Era um daqueles amanheceres cinzentos típicos da Baía — o cheiro de maresia misturado com algo mais denso, quase palpável. Enquanto a cidade ainda esfregava os olhos, João* já estava de botas enfiadas na lama, saco plástico na mão. Não à toa chamam eles de "garimpeiros do mangue": catam de tudo, desde garrafas PET até peças de carro enferrujadas. Mas o alvo principal? Caranguejos. Aqueles mesmos que, ironicamente, estão sumindo justamente por causa do lixo que ajudam a recolher.

O pão nosso de cada dia vem do lixo alheio

"Tem dia que a gente tira mais latinha que crustáceo", conta Maria, 54 anos, enquanto abre com destreza uma armadilha improvisada. O ritmo é frenético — cada movimento calculado para não desperdiçar energia. Afinal, aqui não existe horário comercial: quando a maré baixa, é hora de trabalhar. Quando sobe, voltar pra casa com pelo menos o suficiente pra comprar um quilo de arroz e o gás.

Os números assustam (e explicam muita coisa):

  • Estimam que 18 toneladas de resíduos cheguem diariamente aos manguezais
  • Um catador experiente consegue juntar até 50kg de materiais recicláveis por maré
  • Os caranguejos-uçá diminuíram quase 70% na última década

Entre a cruz e a espada ambiental

O paradoxo é amargo. Enquanto ONGs aplaudem o serviço ambiental involuntário — afinal, retiram microplásticos antes que cheguem ao oceano —, os próprios catadores sabem que estão cavando a própria cova. "Antes a gente tirava três cento de caranguejo num dia bom. Agora? Se der cinquenta é milagre", desabafa Seu Zé, 62 anos, mostrando as mãos calejadas que já não conseguem fechar direito.

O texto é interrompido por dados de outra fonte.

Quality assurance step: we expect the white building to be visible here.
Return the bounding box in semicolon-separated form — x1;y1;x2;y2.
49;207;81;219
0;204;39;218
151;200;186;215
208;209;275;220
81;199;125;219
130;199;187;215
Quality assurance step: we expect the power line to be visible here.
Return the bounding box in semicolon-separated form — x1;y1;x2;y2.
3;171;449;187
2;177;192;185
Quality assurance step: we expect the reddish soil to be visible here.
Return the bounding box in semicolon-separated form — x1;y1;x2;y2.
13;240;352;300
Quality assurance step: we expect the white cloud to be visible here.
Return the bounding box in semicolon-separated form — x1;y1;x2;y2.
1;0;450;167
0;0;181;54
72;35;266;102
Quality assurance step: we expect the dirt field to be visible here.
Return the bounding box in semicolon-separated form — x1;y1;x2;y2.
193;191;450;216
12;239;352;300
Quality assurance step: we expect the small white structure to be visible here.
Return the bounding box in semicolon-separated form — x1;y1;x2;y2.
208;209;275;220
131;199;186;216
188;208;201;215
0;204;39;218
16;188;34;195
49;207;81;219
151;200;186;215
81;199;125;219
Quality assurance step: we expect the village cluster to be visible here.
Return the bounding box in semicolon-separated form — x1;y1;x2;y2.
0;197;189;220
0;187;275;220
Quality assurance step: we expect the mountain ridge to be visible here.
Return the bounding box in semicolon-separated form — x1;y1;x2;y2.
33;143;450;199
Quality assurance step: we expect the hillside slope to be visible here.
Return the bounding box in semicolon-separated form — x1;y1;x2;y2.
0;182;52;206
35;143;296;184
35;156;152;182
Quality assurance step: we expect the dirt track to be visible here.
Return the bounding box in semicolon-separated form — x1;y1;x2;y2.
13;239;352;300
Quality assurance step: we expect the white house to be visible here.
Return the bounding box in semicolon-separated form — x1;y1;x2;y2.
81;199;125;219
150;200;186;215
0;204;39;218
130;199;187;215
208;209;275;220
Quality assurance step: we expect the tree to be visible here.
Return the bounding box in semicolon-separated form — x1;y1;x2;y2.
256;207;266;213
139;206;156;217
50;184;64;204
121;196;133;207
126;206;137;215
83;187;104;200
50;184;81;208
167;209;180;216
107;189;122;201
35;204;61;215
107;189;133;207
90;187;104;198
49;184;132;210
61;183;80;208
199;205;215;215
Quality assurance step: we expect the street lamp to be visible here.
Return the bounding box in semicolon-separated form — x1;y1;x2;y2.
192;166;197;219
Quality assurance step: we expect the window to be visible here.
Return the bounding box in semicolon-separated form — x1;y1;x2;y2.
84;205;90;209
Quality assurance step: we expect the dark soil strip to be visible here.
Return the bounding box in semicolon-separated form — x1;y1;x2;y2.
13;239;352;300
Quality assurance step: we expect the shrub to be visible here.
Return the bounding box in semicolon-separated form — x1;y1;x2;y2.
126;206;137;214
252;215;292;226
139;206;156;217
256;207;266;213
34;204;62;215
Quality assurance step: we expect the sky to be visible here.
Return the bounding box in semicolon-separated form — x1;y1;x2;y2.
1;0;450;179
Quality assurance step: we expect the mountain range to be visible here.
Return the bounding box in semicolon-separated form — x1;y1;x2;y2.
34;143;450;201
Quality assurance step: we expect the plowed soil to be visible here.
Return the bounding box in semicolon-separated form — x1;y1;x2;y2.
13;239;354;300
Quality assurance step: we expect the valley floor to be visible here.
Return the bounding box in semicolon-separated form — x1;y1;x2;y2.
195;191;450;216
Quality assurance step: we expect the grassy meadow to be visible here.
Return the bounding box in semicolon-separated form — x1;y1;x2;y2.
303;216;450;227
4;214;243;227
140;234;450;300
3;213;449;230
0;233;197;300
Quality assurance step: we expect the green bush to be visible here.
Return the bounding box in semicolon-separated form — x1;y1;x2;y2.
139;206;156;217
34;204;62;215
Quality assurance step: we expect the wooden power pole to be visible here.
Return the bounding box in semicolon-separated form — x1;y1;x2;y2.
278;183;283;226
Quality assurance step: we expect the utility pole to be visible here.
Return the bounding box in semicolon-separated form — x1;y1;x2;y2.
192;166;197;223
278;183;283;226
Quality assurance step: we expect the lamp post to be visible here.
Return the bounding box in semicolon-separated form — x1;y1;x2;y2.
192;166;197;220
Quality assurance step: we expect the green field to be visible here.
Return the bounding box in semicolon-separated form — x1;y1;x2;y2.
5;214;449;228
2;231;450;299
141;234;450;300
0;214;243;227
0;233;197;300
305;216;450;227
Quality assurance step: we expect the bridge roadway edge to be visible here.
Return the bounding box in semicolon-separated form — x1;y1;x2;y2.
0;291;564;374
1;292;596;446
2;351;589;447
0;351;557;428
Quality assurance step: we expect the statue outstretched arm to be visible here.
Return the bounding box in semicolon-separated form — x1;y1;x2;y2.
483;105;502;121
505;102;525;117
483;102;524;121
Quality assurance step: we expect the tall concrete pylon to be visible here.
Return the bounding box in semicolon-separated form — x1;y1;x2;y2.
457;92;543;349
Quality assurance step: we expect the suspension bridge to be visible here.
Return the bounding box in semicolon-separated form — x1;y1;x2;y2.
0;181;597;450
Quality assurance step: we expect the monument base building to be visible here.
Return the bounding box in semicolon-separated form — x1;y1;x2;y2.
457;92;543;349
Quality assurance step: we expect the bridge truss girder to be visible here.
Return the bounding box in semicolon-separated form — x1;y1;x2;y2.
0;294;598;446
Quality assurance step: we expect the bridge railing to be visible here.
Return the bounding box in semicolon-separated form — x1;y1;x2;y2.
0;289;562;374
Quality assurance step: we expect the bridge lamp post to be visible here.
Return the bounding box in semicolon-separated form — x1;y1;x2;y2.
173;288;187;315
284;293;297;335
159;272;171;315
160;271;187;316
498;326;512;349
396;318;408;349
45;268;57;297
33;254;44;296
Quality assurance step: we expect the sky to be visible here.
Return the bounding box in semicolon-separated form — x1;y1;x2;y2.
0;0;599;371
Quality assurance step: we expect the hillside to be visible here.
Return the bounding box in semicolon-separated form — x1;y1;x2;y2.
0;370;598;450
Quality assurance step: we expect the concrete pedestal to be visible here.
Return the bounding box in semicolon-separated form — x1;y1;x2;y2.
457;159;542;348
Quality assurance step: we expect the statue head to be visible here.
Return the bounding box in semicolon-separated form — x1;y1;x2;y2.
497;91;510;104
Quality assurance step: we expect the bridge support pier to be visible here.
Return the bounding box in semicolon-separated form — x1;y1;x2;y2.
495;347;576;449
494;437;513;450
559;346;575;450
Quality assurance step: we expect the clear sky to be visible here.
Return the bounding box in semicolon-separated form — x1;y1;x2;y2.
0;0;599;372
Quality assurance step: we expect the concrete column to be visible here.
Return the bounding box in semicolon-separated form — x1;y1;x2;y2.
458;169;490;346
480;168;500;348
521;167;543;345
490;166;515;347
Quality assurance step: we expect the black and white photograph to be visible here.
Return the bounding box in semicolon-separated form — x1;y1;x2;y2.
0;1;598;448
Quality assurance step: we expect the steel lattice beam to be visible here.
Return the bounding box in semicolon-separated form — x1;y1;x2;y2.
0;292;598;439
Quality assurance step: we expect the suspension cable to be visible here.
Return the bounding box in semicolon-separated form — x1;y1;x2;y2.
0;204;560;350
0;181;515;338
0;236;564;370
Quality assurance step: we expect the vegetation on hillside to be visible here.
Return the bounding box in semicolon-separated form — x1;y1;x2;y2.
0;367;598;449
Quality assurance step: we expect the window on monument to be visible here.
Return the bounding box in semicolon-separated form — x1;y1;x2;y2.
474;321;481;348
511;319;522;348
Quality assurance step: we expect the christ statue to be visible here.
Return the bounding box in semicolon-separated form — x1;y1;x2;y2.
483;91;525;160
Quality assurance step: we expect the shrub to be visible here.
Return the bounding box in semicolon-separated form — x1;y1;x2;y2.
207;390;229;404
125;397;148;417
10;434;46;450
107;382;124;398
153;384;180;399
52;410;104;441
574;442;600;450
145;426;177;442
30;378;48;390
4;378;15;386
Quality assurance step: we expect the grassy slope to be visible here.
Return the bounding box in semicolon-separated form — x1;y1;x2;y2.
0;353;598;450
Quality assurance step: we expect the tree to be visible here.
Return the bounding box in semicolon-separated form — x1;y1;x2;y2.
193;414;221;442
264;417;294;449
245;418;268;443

E não é só a poluição. Com o avanço imobiliário, os manguezais viraram artigo de luxo. "Do outro lado da ponte, um metro quadrado vale mais que nosso mês de trabalho", comenta um jovem que pede para não ser identificado. A revolta transborda junto com o chorume das sacolas rasgadas.

Quando a sobrevivência vira ativismo

Curioso como a necessidade aguça o engenho. Alguns começaram a separar os resíduos por tipo — latinhas de um lado, plástico duro de outro. Outros improvisam armadilhas menos agressivas, feitas com bambu em vez de redes de nylon. Pequenos gestos que, somados, fazem diferença no ecossistema.

Mas a verdade é que ninguém aqui se considera ambientalista. "Isso é coisa de rico que tem tempo pra pensar no futuro", provoca Dona Marta, enquanto amarra um fardo de garrafas com corda de sisal. O futuro, pra ela, se resume às próximas seis horas — até a maré encher de novo.

Enquanto isso, na orla da Barra, turistas fotografam o pôr-do-sol dourado sobre as águas... sem notar os vultos curvados entre os mangues, fazendo o trabalho sujo que mantém a paisagem (quase) fotogênica.